In the late 1970s, Congo emerged as a significant oil producer, with production expanding considerably during the 1990s. However, by the turn of the century, production began to decline as existing oil fields reached maturity in 2001. However, since 2008 oil production has increased every year as a result of several new projects coming online, mainly Congo’s first deep-water field, Moho Bilondo. The Congo is the fifth largest oil producer in sub-Saharan Africa.

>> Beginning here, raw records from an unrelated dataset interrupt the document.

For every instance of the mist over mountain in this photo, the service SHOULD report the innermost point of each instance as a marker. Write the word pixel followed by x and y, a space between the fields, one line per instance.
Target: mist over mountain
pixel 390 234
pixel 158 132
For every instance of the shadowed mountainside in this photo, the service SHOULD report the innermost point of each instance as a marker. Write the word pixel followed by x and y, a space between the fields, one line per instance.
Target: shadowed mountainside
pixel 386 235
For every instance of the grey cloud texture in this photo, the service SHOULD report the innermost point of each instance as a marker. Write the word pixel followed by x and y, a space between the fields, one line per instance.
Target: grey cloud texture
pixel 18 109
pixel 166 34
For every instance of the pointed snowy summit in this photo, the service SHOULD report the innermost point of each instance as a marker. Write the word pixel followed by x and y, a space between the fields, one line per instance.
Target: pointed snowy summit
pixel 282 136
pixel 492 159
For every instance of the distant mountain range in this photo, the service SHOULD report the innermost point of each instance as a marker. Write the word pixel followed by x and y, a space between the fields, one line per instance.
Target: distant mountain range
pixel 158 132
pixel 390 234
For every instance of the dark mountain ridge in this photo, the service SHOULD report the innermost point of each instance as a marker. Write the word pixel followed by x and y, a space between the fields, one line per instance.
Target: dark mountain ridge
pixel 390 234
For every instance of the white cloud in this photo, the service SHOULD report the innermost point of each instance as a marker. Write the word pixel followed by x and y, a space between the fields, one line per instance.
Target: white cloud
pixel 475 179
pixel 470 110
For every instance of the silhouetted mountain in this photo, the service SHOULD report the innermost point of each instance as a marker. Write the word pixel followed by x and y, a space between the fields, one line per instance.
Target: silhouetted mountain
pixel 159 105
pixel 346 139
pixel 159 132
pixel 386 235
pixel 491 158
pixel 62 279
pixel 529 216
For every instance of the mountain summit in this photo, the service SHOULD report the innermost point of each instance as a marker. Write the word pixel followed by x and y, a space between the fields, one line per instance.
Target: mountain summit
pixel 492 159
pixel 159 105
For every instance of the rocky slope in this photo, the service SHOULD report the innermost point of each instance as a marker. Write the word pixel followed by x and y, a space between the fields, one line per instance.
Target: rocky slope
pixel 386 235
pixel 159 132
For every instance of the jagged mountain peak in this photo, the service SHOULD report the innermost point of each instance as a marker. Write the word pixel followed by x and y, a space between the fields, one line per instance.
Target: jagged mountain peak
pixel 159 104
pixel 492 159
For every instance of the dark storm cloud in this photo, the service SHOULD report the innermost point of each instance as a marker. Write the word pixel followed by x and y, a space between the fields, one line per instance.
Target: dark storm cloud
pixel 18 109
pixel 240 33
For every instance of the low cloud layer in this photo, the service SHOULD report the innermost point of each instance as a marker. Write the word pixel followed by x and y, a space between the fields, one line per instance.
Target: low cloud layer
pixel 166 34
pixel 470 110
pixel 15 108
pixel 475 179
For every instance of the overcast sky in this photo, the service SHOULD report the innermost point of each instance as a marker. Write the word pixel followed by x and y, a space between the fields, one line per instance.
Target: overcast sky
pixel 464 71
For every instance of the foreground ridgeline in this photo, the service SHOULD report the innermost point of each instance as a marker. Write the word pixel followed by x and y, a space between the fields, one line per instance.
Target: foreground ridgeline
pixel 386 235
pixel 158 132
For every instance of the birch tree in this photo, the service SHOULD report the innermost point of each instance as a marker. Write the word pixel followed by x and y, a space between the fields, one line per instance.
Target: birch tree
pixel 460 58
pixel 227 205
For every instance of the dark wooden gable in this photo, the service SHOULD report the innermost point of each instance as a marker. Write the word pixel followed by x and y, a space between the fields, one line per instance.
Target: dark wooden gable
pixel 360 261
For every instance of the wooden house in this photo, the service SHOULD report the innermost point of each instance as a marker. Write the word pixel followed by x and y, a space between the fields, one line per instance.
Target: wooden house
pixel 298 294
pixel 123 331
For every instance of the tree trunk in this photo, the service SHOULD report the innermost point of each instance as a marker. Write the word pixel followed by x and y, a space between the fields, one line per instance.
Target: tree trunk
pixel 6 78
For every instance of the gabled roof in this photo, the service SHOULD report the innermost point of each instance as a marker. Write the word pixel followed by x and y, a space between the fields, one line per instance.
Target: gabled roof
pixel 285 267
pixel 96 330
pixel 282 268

According to the 2012 BP Statistical Energy Survey, Congo had proved oil reserves of 1.94 billion barrels at the end of 2011, equivalent to 17.9 years of current production and 0.11% of the world's reserves. The accompanying downstream oil industry is an important element in the country's economy. The oil industry is predominantly run by foreign companies and is centred on the coastal city of Pointe Noire where the Congolaise de Raffinage (Coraf) operates the 21,000 bpd Pointe Noire refinery. The refinery has been out of commission for four years and in 2013 had only recently resumed operations.

Congo holds the fifth-largest proved reserves of natural gas in the Sub-Saharan Africa, at 3.2 Tcf, A majority of natural gas, around 65%, is re-injected and 21% flared.